Data information

The Nicotiana attenuata data hub (NaDH) combines different data sources for analyzing, such as genomic, transcriptomic and metabolimic data. Additionally, NaDH provides unique tools to analyze this large data sets. Here, we describe how the data was collected and how the analysis can be performed.
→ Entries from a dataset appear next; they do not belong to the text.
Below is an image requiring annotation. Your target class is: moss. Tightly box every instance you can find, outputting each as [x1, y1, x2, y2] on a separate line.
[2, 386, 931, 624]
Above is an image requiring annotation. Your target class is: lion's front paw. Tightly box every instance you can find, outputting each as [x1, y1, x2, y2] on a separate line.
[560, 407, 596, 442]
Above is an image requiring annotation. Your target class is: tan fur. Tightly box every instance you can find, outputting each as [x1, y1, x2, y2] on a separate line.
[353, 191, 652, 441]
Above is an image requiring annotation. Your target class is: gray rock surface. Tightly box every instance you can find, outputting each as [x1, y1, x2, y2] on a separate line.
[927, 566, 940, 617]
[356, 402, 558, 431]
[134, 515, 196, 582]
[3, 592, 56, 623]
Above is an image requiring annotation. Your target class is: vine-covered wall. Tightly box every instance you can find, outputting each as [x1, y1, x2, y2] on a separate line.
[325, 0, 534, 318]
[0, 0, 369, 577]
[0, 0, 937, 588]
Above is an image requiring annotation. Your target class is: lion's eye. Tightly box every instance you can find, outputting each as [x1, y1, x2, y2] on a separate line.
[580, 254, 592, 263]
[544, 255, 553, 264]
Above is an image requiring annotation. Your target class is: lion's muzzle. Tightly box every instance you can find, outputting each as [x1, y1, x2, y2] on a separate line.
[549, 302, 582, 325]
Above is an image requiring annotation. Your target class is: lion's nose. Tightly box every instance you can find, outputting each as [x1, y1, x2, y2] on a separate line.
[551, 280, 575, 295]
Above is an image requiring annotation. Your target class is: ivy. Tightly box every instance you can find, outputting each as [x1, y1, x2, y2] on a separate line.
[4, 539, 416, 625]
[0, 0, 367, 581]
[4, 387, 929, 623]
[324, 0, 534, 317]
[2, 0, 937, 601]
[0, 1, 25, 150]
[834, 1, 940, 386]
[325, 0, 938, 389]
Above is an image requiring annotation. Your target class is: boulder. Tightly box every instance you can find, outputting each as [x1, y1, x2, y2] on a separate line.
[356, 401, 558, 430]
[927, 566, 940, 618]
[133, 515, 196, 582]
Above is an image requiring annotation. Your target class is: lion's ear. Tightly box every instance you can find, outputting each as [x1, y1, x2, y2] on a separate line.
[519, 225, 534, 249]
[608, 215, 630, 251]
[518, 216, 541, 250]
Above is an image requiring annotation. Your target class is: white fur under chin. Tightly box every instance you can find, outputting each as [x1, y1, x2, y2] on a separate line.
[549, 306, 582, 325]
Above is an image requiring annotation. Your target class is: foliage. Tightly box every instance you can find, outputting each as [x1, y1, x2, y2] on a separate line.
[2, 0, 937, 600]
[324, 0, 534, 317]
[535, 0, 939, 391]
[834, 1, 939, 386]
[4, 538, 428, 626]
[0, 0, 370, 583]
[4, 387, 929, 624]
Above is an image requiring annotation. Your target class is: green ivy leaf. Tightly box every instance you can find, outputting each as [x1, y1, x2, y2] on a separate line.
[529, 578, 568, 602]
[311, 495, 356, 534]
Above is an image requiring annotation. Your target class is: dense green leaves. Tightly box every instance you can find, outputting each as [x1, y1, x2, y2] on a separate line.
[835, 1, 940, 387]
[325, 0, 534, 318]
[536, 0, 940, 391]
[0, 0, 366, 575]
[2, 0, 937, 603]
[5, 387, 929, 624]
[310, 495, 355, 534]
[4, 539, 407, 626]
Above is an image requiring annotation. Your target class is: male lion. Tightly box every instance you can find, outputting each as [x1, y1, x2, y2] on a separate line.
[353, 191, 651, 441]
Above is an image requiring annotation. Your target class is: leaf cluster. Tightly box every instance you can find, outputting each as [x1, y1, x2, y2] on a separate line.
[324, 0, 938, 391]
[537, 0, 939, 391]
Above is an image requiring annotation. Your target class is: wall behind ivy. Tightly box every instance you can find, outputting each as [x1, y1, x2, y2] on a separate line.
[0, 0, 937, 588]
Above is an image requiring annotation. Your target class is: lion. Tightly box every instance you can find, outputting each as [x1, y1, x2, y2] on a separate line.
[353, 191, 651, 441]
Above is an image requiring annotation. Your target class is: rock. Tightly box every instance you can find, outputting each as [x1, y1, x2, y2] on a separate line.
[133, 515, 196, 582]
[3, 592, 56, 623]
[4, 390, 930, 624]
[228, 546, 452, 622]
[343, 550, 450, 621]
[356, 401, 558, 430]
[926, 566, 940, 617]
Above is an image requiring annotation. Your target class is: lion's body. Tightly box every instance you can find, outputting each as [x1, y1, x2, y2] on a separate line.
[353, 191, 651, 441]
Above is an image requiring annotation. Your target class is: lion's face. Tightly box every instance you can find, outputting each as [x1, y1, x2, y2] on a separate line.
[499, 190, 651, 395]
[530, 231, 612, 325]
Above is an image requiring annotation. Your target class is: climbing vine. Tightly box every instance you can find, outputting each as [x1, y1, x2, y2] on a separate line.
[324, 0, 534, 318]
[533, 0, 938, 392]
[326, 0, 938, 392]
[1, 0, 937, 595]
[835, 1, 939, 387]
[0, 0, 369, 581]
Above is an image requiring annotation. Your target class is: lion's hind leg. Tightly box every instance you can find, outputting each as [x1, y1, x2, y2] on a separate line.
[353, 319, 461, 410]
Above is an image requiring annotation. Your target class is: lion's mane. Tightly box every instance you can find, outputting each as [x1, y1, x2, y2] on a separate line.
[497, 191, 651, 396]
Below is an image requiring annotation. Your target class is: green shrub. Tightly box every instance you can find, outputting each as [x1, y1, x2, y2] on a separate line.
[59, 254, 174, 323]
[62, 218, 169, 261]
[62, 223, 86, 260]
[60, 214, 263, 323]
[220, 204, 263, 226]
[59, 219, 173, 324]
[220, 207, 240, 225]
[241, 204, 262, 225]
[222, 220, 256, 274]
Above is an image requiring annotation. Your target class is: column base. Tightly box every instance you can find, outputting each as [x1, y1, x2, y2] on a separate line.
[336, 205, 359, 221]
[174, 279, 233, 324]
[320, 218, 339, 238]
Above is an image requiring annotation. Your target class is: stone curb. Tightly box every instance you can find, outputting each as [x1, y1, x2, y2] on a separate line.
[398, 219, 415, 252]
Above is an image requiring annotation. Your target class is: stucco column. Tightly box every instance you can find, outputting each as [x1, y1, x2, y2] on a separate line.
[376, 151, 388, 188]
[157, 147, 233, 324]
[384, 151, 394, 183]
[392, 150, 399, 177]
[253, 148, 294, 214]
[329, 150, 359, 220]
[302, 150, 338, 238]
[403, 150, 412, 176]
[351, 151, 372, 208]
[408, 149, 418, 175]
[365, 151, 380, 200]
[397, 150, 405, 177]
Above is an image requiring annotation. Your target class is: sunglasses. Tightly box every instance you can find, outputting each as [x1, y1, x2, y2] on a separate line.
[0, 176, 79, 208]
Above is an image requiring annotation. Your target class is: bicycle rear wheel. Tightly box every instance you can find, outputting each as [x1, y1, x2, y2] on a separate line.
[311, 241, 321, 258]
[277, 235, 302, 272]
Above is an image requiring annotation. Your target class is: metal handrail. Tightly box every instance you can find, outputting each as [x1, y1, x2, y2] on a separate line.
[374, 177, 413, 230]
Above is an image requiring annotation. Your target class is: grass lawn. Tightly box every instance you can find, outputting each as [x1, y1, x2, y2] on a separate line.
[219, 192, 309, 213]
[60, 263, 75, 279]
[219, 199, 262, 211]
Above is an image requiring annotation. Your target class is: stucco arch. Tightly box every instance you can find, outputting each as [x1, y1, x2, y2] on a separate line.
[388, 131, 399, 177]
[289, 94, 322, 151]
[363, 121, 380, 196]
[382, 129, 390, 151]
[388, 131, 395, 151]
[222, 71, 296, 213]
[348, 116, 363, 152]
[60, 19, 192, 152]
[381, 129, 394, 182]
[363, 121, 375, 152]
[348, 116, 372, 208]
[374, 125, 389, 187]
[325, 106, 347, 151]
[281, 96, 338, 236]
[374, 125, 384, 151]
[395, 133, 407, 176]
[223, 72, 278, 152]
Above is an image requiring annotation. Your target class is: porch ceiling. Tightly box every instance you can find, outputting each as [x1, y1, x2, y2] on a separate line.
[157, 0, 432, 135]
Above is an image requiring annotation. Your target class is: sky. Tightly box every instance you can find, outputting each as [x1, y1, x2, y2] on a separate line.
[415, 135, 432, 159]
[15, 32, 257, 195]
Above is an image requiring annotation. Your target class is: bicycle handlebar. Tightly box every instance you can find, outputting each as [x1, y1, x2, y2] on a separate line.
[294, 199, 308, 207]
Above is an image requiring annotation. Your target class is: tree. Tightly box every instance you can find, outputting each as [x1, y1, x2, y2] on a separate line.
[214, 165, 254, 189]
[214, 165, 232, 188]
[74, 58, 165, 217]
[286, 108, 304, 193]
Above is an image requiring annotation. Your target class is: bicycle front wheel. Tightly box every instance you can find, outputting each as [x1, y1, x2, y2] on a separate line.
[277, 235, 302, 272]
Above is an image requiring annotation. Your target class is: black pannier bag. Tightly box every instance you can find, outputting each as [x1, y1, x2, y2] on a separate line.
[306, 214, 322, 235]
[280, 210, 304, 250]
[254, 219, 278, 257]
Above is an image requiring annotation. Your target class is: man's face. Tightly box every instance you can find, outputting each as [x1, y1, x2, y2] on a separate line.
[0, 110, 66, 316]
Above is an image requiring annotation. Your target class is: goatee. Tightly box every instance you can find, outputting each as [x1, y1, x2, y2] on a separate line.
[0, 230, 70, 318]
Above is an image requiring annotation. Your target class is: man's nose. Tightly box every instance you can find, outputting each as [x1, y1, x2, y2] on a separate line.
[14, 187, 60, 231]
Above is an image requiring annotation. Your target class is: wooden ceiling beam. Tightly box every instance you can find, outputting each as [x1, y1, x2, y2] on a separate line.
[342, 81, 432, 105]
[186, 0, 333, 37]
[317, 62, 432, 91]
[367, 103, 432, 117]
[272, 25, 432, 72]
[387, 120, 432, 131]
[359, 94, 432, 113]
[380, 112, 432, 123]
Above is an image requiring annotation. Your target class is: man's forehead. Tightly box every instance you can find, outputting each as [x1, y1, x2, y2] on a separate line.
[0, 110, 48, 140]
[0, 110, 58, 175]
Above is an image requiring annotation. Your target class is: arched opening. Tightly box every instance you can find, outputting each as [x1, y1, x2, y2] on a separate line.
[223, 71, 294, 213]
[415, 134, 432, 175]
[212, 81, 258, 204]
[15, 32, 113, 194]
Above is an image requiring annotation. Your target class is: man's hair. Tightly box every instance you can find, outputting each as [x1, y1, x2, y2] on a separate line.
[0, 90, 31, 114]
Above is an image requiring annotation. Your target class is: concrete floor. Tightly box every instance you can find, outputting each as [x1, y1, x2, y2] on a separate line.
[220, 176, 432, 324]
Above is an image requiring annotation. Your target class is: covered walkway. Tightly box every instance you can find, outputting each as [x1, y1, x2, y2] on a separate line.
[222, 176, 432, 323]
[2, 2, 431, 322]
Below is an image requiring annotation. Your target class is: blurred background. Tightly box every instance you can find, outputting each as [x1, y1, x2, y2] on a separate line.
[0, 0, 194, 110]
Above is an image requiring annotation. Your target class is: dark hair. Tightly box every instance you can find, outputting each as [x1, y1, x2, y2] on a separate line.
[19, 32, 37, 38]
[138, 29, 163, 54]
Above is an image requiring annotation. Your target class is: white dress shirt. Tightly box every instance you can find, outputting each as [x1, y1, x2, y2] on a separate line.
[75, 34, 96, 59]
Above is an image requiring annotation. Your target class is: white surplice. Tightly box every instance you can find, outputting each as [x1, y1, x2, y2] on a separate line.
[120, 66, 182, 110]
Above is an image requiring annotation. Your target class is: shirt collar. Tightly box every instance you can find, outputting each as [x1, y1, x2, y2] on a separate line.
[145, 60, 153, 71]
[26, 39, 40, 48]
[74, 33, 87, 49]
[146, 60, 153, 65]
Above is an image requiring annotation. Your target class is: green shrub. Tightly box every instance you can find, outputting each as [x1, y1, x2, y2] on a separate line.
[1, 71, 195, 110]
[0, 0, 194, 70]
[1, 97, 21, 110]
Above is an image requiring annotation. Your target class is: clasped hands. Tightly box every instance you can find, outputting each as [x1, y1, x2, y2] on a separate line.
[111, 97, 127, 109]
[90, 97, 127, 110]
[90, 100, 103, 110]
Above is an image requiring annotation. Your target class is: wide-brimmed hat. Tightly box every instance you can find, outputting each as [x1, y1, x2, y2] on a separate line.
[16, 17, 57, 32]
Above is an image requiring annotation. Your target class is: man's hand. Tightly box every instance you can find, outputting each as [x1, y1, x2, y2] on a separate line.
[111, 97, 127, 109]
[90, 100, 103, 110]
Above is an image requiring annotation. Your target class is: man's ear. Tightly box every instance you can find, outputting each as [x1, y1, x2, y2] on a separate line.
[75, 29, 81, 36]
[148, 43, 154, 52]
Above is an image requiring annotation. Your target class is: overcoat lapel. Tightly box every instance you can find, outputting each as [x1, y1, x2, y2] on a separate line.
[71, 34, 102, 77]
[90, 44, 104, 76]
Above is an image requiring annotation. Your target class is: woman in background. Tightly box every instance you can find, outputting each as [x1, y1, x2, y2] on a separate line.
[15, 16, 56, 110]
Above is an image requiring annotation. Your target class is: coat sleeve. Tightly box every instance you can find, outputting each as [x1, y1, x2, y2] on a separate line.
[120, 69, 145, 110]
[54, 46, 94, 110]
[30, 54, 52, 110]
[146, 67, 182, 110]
Genomic data (release version 2.0):

Genome:

Assembly version r2.0

For a detailed description about the assembly check the corresponding genome paper (manuscript in submission).

Gene annotation:

Genome annotation version r2.0

In total, 33,449 highly confidence gene models were predicted for N. attenuata. The functions of this genes were predicted using Blast2GO, InterProScan and MapMan. Additionally, a large set of gene models were manually corrected.

Phylogeny:

Genes of 11 published dicot species were clustered in homologous groups (HG) based on their sequence similarity. In total, all genes were clustered into 23,340 HG with at least two homolog sequences. The phylogenetic trees for all HG were constructed using an in-house build pipeline including PhyML and jModelTest. Furthermore, all these gene trees structures were analyzed to detect duplication events. This step was performed using the species-overlapping algorithm implemented in Notung 2.6 and post-processed using an in-house pipeline to detect the most recent gene duplication events with high support values.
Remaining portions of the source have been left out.